VMware Best Practice Guide

Introduction

This document illustrates recommended configurations for various aspects of a VMware environment in tandem with a StorTrends SAN. Examples are given within particular sections to help further illustrate how a certain feature or configuration benefits the user. The StorTrends family of SANs utilize a variety of product integrations and performance tuning mechanisms in order to enhance and simplify the overall performance and manageability of a virtualized environment.

Prerequisites

In order to have a proper understanding about the information found within this document, readers should have a good understanding of the following topics:

  • Configuration and operation of VMware vSphere
  • Configuration and operation of the StorTrends SAN
  • Operating systems such as Windows and various Linux distributions

Additional Resources

In addition to the recommendations found within this document, the following guides should provide recommendation for specific applications within the virtualized environment:

Intended Audience

This guide is intended for IT Managers, Solutions Architects and Server Administrators with the desire to implement a StorTrends SAN within their current, or a new, VMware environment.

NOTE: The information found in this guide is intended to give general recommendations that should apply to a majority of VMware environments. In some cases, these recommendations may not be applicable. That determination should be based on individual and business requirements.

Host Based Connectivity

The StorTrends family of SANs offer iSCSI connectivity, both 1 GbE and 10 GbE. The below recommendations will allow users to have optimized connections between their StorTrends SAN and their VMware environment.

Networking Recommendations

Within each VMware ESXi host, there should be separate port adapters for management and iSCSI traffic purposes. If there are multiple iSCSI ports within the VMware ESXi hosts that are under the same subnet, these ports should be added to the 'Network Port Binding' list for each host.

NOTE: For more information on port binding, follow the following link to a KB article that goes into further detail on the subject: VMware KB article 2038869

In order to add these ports to that list:

  • Go to the specific VMware ESXi host within your vCenter and go under the 'Manage' tab.
  • From this tab, go to the 'Storage' sub-tab and choose 'Storage Adapters'.
  • Find the iSCSI Software Adapter (usually at the end of the list).
  • Under the 'Adapter Details' section, find the 'Network Port Binding' and click on the green '+' to bring up a list of available VMkernel adapters.
NOTE: Do NOT add management port adapters to this list.
NOTE: VMware vSphere versions 4.x, 5.0, 5.1, 5.5 and 6.0 do not support routing for any port being used for port binding. For this reason, be sure that the StorTrends SAN and all iSCSI VMkernel ports are on the same subnet and are able to communicate directly with each other.

Jumbo Frames

Jumbo frames, while not required, are recommended for environments that have high throughput requirements.
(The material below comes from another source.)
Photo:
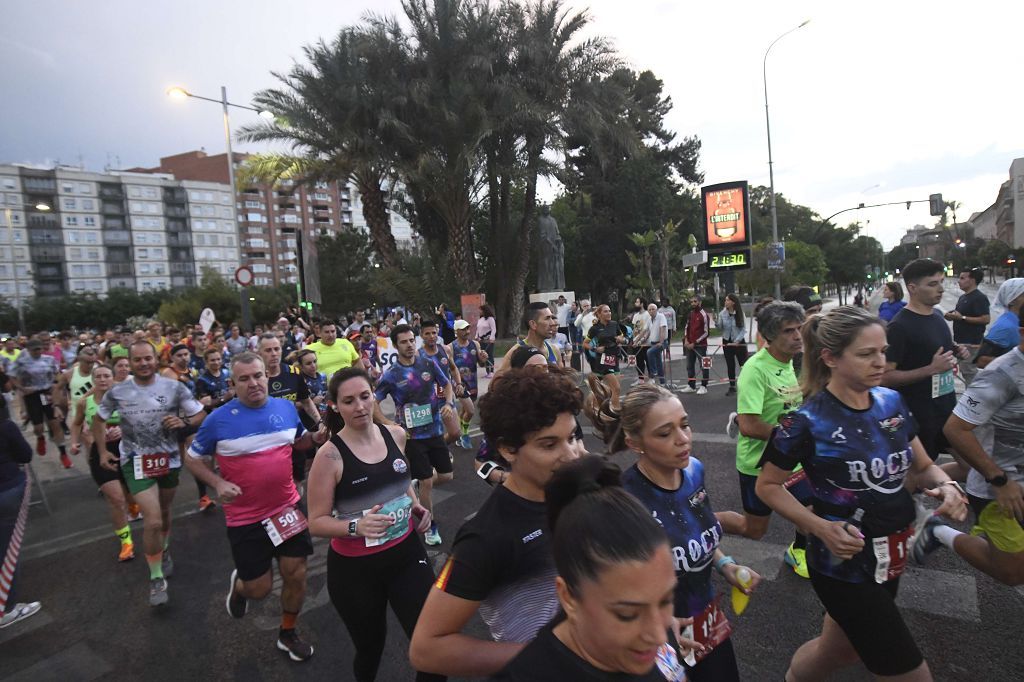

This will require jumbo frames to be enabled from the StorTrends SAN, the switch and each individual VMware ESXi host.

In order to enable this on the StorTrends SAN:

  • Login to the ManageTrends UI and click on the 'Control Panel' for the Left Controller found on the left-hand navigation tree.
  • Under the 'Network' section, click on 'TCP-IP'.
  • Find the interface that will have jumbo frames enabled from the dropdown and check the jumbo frame status to the right of the dropdown. If the status shows a gray 'X', click the 'Enable' button to enable jumbo frames for that interface.

In order to enable this on the VMware ESXi host:

  • Login to vCenter and navigate to the host in question. Click on the 'Manage' tab and then click on the 'Networking' sub-tab.
  • Under the 'Virtual switches' option, find the proper vSwitch from the list and click on the pencil icon to change its settings. Change the MTU value from 1500 to 9000.
  • Under the 'VMkernel adapters' option, find the VMkernel that correlates to the vSwitch that was modified above and click the pencil icon to change its settings. Go under 'NIC settings' and change the MTU to 9000.

In order to enable jumbo frames for your switch, consult the switch's user manual.

Teaming Options and MCS/MPIO

There are a few options for increasing the available throughput of the environment as a whole; both on the StorTrends SAN side as well as the individual VMs (if the data drives are presented through the VM's iSCSI initiator).

On the StorTrends SAN side, teaming the physical NICs of each controller can give a boost to throughput capabilities. There are a few options for teaming including Round Robin, Adaptive Load Balancing, and Link Aggregation Control Protocol (802.3ad). To gain more knowledge on these options, take a look at the StorTrends Alias Configuration Guide.

For individual VMs, Multiple Connections per Sessions (MCS) or Multipath I/O (MPIO) can be helpful protocols for increasing throughput of the VM. The main difference between the two protocols is that MCS creates multiple sessions on the same connection whereas MPIO creates multiple paths from physical connections. For more information on both protocols, and to see how to implement these protocols in Windows environments, take a look at the StorTrends MPIO/MCS Comparison Guide.

Round Robin Multipathing

Round robin multipathing is a VMware ESXi parameter that will create both redundancy and increased throughput for iSCSI connections. This setting needs to be applied on a per target basis. Below are steps to follow in order to do this manually:

  • Login to vCenter and navigate to the host in question. Click on the 'Manage' tab and then click on the 'Storage' sub-tab. Click on the 'Storage Devices' option and choose a device that is connected to the StorTrends SAN. Then, under the 'Device Details', click on 'Edit Multipathing…'
  • In the dropdown under 'Path selection policy:', choose 'Round Robin (VMware)'.
NOTE: If there are a multitude of targets to go through, StorTrends Support can offer a customized script that will make the changes for all targets that are connecting to a StorTrends LUN.
NOTE: It is recommended that round robin multipath be set for all iSCSI connections associated with the StorTrends SAN. This will allow for additional performance as seen in the performance section, below.

iSCSI Timeout Values

All StorTrends SANs are all fully redundant with dual-controllers. In the event of a failover, the user must ensure that proper timeout values are set throughout the environment in order to ensure no loss in connectivity. For VMware, change the following option in the iSCSI adapter.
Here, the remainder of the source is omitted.